East Goshen to thin its deer population
Archers will conduct a hunt on four pieces of township-owned land beginning in September.
East Goshen Township has decided to thin its deer population and is bringing in groups of archers to carry out a hunt, starting in September.
Five bow-hunting groups met the Wednesday deadline to be considered for the deer hunts, township manager Rick Smith said in an interview.
This followed April 8 approval by East Goshen supervisors of a deer-control plan, including inviting archers, cost-free.
The hunts are to take place in seven periods, corresponding to statewide seasons set by the Pennsylvania Game Commission, between Sept. 20 and Jan. 24.
Smith said the killings, by archers on platforms in trees, would take place on four pieces of township-owned open space.
The pieces adjoin seven developments: Clocktower, Bow Tree, Mill Creek, Grand Oak, the Supplee Valley East and West developments, and Wentworth.
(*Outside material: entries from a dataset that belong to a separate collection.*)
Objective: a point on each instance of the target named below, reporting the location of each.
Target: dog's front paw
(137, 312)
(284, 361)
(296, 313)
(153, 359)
The five hunting applicants are Chester County Trackers, Deer Management Professionals of Southeastern Pennsylvania, Main Line Whitetail Managers, Sportsmen-Landowner Alliance and Tri-County Deer Management Association.
By June 2, East Goshen expects to announce which hunters have been approved.
James McRee, East Goshen's deer-management committee chairman, said in an interview that the need for the hunt and other anti-deer efforts could be gauged by roadkill.
In East Goshen alone, he said, "Sixty-nine [is] the number of deer picked up dead along the roadside, from July of 2007 through April of 2008."
McRee said there has been limited opposition to the hunt. At the April 8 supervisors' meeting, he said, "There were about a half-dozen people who commented, mostly people who had been to our meetings before and had commented against the program."
McRee said residents had not been surveyed about the deer-control program, but a few responded to an offer to comment, which ran in the township's April newsletter.
Among 15 e-mail responses, he said, "Two were opposed to hunting, about 10 were in favor of hunting" and three supported other parts of the program.
One of those is fighting deer-borne ticks associated with Lyme disease.
On the township Web site -
» READ MORE: www.eastgoshentownship.org
- a map shows 10 locations identified as "deer-bait stations," which went into operation at the end of March.
"Deer are drawn by a small amount of corn" to those stations where, McRee said, they stick their heads inside to feed and brush against anti-tick insecticide.
"We're also encouraging private landowners" to hunt on "their own land or bring in deer-management groups."
East Goshen is not asking the hunting groups to pay, McRee said, because "the township would incur liability."
On the night of March 25-26 last year, an airplane surveyor photographed 296 deer within the township and 142 on its borders. The survey cost the township $17,955.
In 1995, McRee said, a similar aerial survey had counted 157 deer in East Goshen.
"The goal of this program," according to the township's 18-page deer-management report, which was approved on April 8, "is to return the deer population size in the township to its 1995 level within 10 years" by killing 36 deer a year.